By GreatSchools Staff
If teaching was show business, then your child’s teacher would get star billing. But don’t forget about the other major player whose role in your child’s education can help make it a smash success: Yes, you, the parent.
When parents and educators co-star in a child’s big show – a.k.a. school – everybody benefits: The teachers who can count on the support of active and involved parents, the parents who stays connected to their child and school, and, most important, the child whose parents and teachers are working in tandem.
Educational research bears out the fact that academic achievement, attitude, and attendance improve measurably when parents are involved in their children’s schooling. The later elementary years are the ideal time to work at home with your child to reinforce reading and math. This is also a time when social skills play a bigger role in your child’s school life. With adolescence looming, it’s important to stay connected to school and teachers to make sure your child is staying on track.
There’s some advantage to meeting the teacher before the mid-autumn parent-teacher conference. Before the school year really gets rolling, you can help your child’s teacher get to know your child in advance. (If you don't know how to get in touch with the teacher, check in with the school's office for an email address or phone number.) Share with the teacher your child’s passions (“She loves animals.”), problems (“He like puzzles, but freaks out if he can’t finish one.”), and any other issues that may prove challenging at school (“He is shy about asking to use the bathroom.”).
If you can wait for October or November, when most first semester conferences take place, before your meeting, check the work your child is bringing home from school and talk with your child to see if she has any issues to address with the teacher. To learn about your child’s school day, ask her about her friends, her favorite subjects, what she finds interesting and what bores her. The more information you come to the meeting with, the more fruitful your teacher meeting will be. (Click here and here for more tips on preparing for a parent-teacher conference.)
Most schools host an open house in the early fall. Even if your child as been at the school for a couple of years, take advantage of this orientation to get a sense of what is in store for your child the school year. The open house is an ideal opportunity to meet the teacher, see the classroom, and find out what your child is working on. Keep in mind: Open houses are not the time to talk in-depth about your child – save those questions for a parent-teacher conference.
Many teachers welcome and need extra hands in the classsroom. Plus, even a few visits a year will give you a better sense of the teacher, the work the kids are doing, and how your child fits in with the class. Even if you can’t help in class, make it a point to attend special events like the science fair, school concert, or school picture days. Your presence sends a message to your child that school is important.
You can also offer your support by asking the teacher if there are any tasks that you can do from home such as typing the newsletter or calling classroom parents to remind them of an upcoming event.

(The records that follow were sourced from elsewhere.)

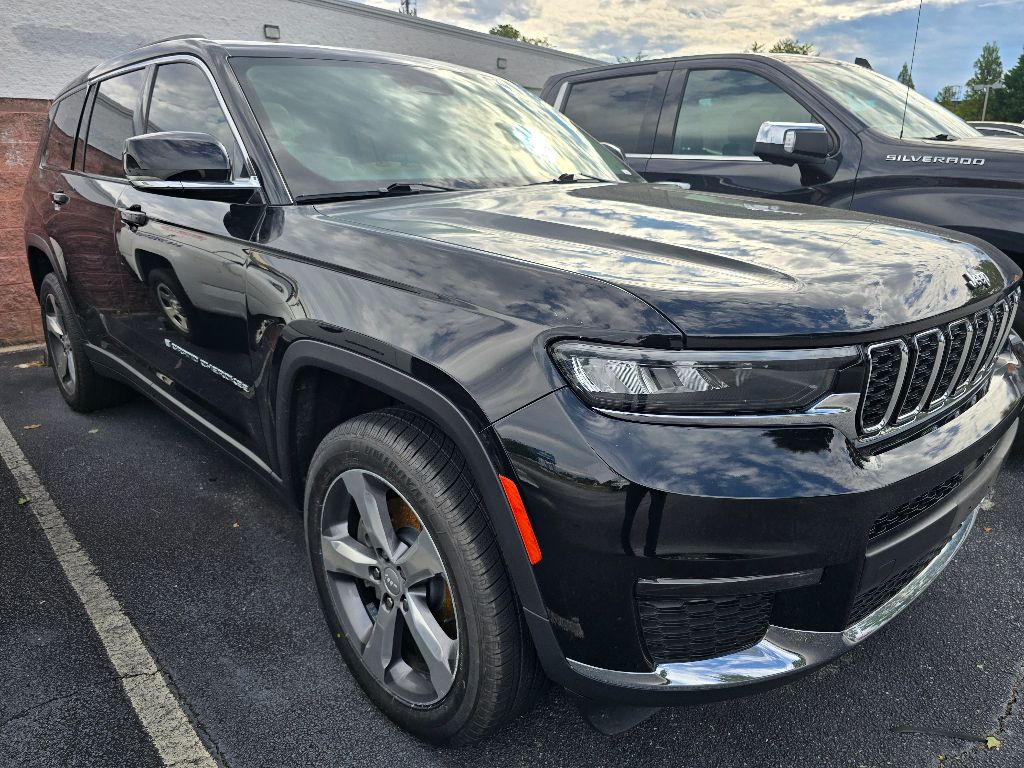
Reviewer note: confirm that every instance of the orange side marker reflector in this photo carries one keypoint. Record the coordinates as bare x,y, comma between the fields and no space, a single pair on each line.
519,512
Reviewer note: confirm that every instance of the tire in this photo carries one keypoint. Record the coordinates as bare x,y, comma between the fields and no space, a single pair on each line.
409,465
81,386
173,303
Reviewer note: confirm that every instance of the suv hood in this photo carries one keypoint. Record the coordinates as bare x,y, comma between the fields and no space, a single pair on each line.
715,265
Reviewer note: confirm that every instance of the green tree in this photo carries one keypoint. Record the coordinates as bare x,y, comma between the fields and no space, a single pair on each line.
507,30
785,45
640,56
792,45
905,77
987,70
947,97
1010,101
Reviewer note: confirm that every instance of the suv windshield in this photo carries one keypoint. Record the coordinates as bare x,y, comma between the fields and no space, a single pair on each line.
880,101
340,126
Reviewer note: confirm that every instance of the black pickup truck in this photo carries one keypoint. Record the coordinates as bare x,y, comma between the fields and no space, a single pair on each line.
857,139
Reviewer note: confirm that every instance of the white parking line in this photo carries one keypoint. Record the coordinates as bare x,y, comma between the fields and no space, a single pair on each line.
161,714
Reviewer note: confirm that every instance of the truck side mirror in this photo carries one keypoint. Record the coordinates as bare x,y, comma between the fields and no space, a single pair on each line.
792,143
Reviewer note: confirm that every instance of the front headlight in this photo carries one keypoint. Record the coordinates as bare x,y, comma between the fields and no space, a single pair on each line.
699,382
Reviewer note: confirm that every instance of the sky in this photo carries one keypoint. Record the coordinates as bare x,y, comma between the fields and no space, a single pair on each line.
882,31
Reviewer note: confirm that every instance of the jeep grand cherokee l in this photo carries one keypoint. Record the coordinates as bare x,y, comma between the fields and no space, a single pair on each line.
544,419
887,151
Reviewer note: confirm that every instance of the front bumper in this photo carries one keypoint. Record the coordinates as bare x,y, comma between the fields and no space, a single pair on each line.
617,506
782,652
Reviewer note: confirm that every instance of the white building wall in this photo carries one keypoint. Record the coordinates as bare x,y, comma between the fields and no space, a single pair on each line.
46,43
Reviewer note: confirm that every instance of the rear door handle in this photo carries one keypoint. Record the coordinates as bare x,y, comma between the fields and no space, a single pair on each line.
133,216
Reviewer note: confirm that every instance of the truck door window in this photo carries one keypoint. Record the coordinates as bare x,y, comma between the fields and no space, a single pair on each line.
182,99
112,123
612,110
723,109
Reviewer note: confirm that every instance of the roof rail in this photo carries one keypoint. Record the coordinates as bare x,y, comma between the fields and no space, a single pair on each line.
175,37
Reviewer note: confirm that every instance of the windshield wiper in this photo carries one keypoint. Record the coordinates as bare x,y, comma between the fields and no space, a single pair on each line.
569,178
396,187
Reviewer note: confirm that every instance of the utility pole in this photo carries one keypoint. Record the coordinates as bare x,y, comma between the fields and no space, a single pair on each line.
989,87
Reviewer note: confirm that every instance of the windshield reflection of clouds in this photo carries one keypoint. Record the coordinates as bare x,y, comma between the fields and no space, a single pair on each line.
337,126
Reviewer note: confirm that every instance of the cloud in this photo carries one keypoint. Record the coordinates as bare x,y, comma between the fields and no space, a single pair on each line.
951,31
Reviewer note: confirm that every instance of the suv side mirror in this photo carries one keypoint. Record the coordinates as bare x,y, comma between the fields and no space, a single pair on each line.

If you have a special skill – you’re a computer whiz who can set up the students new laptops or an artist who can help with a holiday project– offer to come in and share your expertise with the class. (Click here for more ideas on volunteering in the classroom.)
To keep communication between you and the teacher open, keep in touch with the teacher throughout the year. Remember: to better help your child, most teachers want parental input. If you’re not able to get into the classroom, set up a regular schedule to check in with the teacher. Also, find out if the teacher posts homework or other assignments on the web. If she does, check often to make sure your child is on track.
Finally, most schools have email lists for parents. Call the office to see if your school has one and how to join. Parent email lists are a valuable way for parents to learn about school events, workshops, and other news. It is also a way to meet other parents and share resources.
If your child is having specific problems at school – from conflicts with other kids to homework struggles – don’t let the problem fester. Arrange a meeting with the teacher and offer ideas for solutions. If you’re unsure what to do, ask the teacher for ideas on how you can both resolve the situation. That approach helps the teacher feel less defensive and reinforces the idea that you are a team. Try to be as specific as possible in your concerns (“My child says the words out loud when reading.” “My daughter is flipping letters.”). Even if the teacher doesn’t have an answer right away, she can be on the look-out for problems and help work with you on a solution.
Parents who get involved in parent-teacher organizations (PTOs) become true collaborators with your child's teacher and school administration. Attend PTO meetings (most meet monthly, usually in the evenings) and participate as much as you’re able. PTOs do everything from raising funds for much-needed school equipment to helping create after-school enrichment programs.
To get involved at a different level, many schools have advisory groups that work with the principal to help establish school policies. By joining, you’ll get a much deeper understanding of how the school works and be a part of improving your child’s school and classroom.
There may be no better way to partner with your child’s teacher than to maintain a supportive academic environment at home. Check in with the teacher a few times during the school year to ask what you can do at home to reinforce the work your child is doing in school. Working with your child at home helps him understand that home and school are connected. It will also give you an insight into how your child learns, which can help when you have parent-teacher conferences. (For more ideas on supporting your child's home work, click here.)
Finally, one single question can work magic to strengthen the parent-teacher bond. Asking your child's teacher, “How can I help?” opens the lines of communication between a parent and teacher and makes the teacher feel they have an ally working to help your child succeed. In response, the teacher may provide you with specific ways that you, as a parent, can do to support your child’s education at home and come to school ready to learn.